Objective: To examine the cost-effectiveness of the HITIDES intervention. Design: Randomized controlled effectiveness and implementation trial comparing depression collaborative care with enhanced usual care.
 
Setting: Three Veterans Health Administration (VHA) HIV clinics in the Southern US.
 
Subjects: 249 HIV-infected patients completed the baseline interview; 123 were randomized to the intervention and 126 to usual care.
 
Intervention: HITIDES consisted of an off-site HIV depression care team that delivered up to 12 months of collaborative care. The intervention used a stepped-care model for depression treatment and specific recommendations were based on the Texas Medication Algorithm Project and the VA/Department of Defense Depression Treatment Guidelines.
 
Main outcome measure(s): Quality-adjusted life years (QALYs) were calculated using the 12-Item Short Form Health Survey, the Quality of Well Being Scale, and by converting depression-free days to QALYs. The base case analysis used outpatient, pharmacy, patient, and intervention costs.

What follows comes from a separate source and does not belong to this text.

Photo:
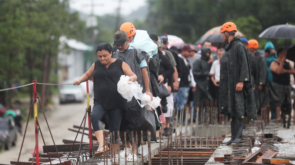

Cost-effectiveness was calculated using incremental cost effectiveness ratios (ICERs) and net health benefit (NHB). ICER distributions were generated using nonparametric bootstrap with replacement sampling.
 
Results: The HITIDES intervention was more effective and cost-saving compared to usual care in 78% of bootstrapped samples. The intervention NHB was positive and therefore deemed cost-effective using an ICER threshold of $50,000/QALY. Conclusions: In HIV clinic settings this intervention was more effective and cost-saving compared to usual care. Implementation of off-site depression collaborative care programs in specialty care settings may be a strategy that not only improves outcomes for patients, but also maximizes the efficient use of limited healthcare resources.